Judge: Company must pay $7.3M to landowners for property rights for storage, natural gas
A federal judge agreed Wednesday with a court-appointed panel's recommendation that a natural gas company should pay $7.3 million for storage rights and natural gas under nearly 9,200 acres of land spanning three southern Kansas counties, far below the more than $100 million that the property owners wanted.
Northern Natural Gas filed a condemnation case in 2010 to stop drilling activity near its underground Cunningham Storage Field, saying the drilling was changing the geological pressure and essentially siphoning off its stored gas.
In October, a panel of petroleum experts determined the "just compensation" for gas producers and landowners who hold property rights to two underground geological formations near the company's storage facility. On top of the $7.3 million award, the panel said Northern Natural Gas, of Omaha, Nebraska, should pay $5,000 for each of the eight wells instead of $400,000 a piece that the producers felt was due.
In a ruling handed down Wednesday, U.S. District Judge Monti Belot agreed called the panel's recommendations a "fair resolution" supported by the evidence and consistent with constitutional requirements.

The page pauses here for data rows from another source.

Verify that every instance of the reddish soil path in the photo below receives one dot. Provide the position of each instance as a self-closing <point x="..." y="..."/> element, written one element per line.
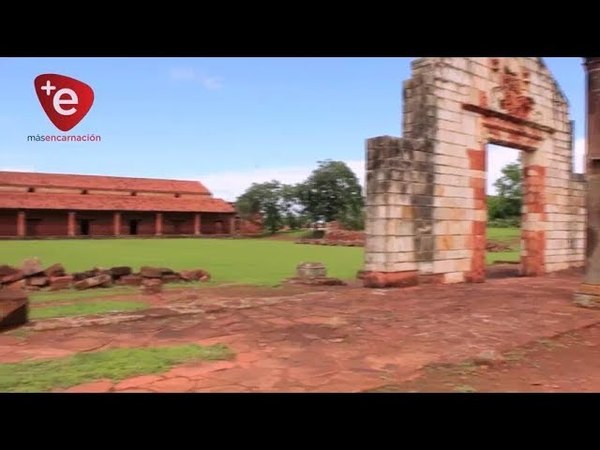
<point x="339" y="339"/>
<point x="567" y="363"/>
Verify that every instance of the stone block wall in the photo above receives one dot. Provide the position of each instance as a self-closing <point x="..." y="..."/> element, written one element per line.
<point x="426" y="199"/>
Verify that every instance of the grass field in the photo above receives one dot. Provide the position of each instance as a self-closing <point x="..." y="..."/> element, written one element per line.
<point x="246" y="261"/>
<point x="114" y="364"/>
<point x="508" y="236"/>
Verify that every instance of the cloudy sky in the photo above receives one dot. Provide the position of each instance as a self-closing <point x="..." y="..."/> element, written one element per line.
<point x="227" y="122"/>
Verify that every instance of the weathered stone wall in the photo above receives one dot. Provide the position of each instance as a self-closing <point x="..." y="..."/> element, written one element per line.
<point x="426" y="209"/>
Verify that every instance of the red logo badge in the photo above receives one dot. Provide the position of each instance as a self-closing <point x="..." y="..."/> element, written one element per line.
<point x="65" y="100"/>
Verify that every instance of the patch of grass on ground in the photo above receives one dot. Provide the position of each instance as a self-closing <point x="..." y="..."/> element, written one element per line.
<point x="245" y="261"/>
<point x="84" y="309"/>
<point x="114" y="364"/>
<point x="503" y="234"/>
<point x="69" y="295"/>
<point x="464" y="388"/>
<point x="492" y="257"/>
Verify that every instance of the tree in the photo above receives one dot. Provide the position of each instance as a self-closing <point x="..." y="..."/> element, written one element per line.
<point x="332" y="192"/>
<point x="509" y="199"/>
<point x="265" y="199"/>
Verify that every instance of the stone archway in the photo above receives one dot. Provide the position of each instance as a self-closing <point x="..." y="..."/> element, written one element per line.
<point x="426" y="208"/>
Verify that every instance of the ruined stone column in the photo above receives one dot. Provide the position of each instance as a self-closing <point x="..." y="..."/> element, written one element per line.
<point x="71" y="223"/>
<point x="231" y="223"/>
<point x="588" y="293"/>
<point x="21" y="224"/>
<point x="197" y="223"/>
<point x="158" y="224"/>
<point x="117" y="224"/>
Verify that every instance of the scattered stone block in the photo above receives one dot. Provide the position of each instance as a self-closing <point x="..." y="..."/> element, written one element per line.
<point x="14" y="277"/>
<point x="100" y="280"/>
<point x="14" y="306"/>
<point x="78" y="276"/>
<point x="130" y="280"/>
<point x="151" y="286"/>
<point x="38" y="281"/>
<point x="120" y="271"/>
<point x="55" y="270"/>
<point x="151" y="272"/>
<point x="32" y="266"/>
<point x="311" y="270"/>
<point x="57" y="283"/>
<point x="20" y="284"/>
<point x="488" y="357"/>
<point x="6" y="270"/>
<point x="171" y="278"/>
<point x="195" y="275"/>
<point x="317" y="281"/>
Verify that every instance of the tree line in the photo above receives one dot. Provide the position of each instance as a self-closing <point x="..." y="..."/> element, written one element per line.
<point x="504" y="208"/>
<point x="331" y="192"/>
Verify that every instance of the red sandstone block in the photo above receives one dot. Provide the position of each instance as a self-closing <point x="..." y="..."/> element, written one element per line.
<point x="476" y="159"/>
<point x="390" y="279"/>
<point x="55" y="270"/>
<point x="479" y="193"/>
<point x="479" y="227"/>
<point x="57" y="283"/>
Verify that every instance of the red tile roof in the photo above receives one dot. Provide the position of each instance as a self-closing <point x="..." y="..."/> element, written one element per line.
<point x="114" y="203"/>
<point x="56" y="180"/>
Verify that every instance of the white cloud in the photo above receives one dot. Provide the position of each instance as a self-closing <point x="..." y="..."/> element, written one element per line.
<point x="189" y="74"/>
<point x="228" y="185"/>
<point x="16" y="169"/>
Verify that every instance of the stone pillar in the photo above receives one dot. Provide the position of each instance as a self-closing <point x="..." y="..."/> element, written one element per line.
<point x="158" y="224"/>
<point x="197" y="223"/>
<point x="117" y="224"/>
<point x="21" y="227"/>
<point x="231" y="224"/>
<point x="71" y="224"/>
<point x="588" y="293"/>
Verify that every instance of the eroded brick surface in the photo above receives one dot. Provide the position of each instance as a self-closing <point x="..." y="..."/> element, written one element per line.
<point x="426" y="200"/>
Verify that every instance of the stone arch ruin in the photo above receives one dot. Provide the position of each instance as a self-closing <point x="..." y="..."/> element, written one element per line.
<point x="426" y="208"/>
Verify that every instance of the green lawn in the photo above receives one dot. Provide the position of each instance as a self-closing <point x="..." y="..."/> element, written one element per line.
<point x="84" y="308"/>
<point x="247" y="261"/>
<point x="503" y="234"/>
<point x="114" y="364"/>
<point x="508" y="236"/>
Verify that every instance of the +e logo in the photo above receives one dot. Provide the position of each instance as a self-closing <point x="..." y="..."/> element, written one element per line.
<point x="65" y="100"/>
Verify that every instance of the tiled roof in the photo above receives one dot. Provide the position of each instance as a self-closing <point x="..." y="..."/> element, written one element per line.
<point x="114" y="203"/>
<point x="32" y="179"/>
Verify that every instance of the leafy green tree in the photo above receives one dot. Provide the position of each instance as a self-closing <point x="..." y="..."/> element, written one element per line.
<point x="332" y="192"/>
<point x="265" y="199"/>
<point x="507" y="203"/>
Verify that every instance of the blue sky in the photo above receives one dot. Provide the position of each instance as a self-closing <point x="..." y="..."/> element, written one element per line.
<point x="224" y="121"/>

"Even a routine condemnation presents difficult issues — and this is no ordinary condemnation," Belot wrote.
He cited the difficulty of setting a value for oil and gas properties, coupled with Kansas law that gives landowners an ownership right to any escaped storage gas under their property.

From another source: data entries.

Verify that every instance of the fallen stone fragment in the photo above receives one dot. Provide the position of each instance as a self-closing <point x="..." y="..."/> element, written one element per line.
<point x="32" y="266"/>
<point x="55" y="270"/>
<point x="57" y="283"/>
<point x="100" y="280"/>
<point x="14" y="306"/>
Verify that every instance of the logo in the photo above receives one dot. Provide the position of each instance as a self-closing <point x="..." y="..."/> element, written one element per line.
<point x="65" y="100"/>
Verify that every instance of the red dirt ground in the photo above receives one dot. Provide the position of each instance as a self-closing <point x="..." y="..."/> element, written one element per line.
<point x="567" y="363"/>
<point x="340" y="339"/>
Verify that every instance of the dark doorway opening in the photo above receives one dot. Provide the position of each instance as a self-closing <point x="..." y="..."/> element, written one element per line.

"Except for us paying for our own gas, this is a complete victory for us," Mike Loeffler, spokesman for Northern Natural Gas, said Thursday.
The court rejected claims by gas producers and landowners who wanted compensation for gas they hoped to be able to draw out of the storage field in the future, he said.
"The court completely rejected attempts by producers to continue to pillage our interests," Loeffler said.
Belot must decide how to split the compensation among all of the affected landowners in Pratt, Kingman and Reno counties. A status conference is scheduled for Feb. 18.
The legal maneuvering for condemnation comes in the wake of a 2010 decision by the Federal Energy Regulatory Commission that granted Northern the authority to expand the storage field by an additional 12,320 acres. The facility stores gas in two underground formations now spanning about 28,000 acres.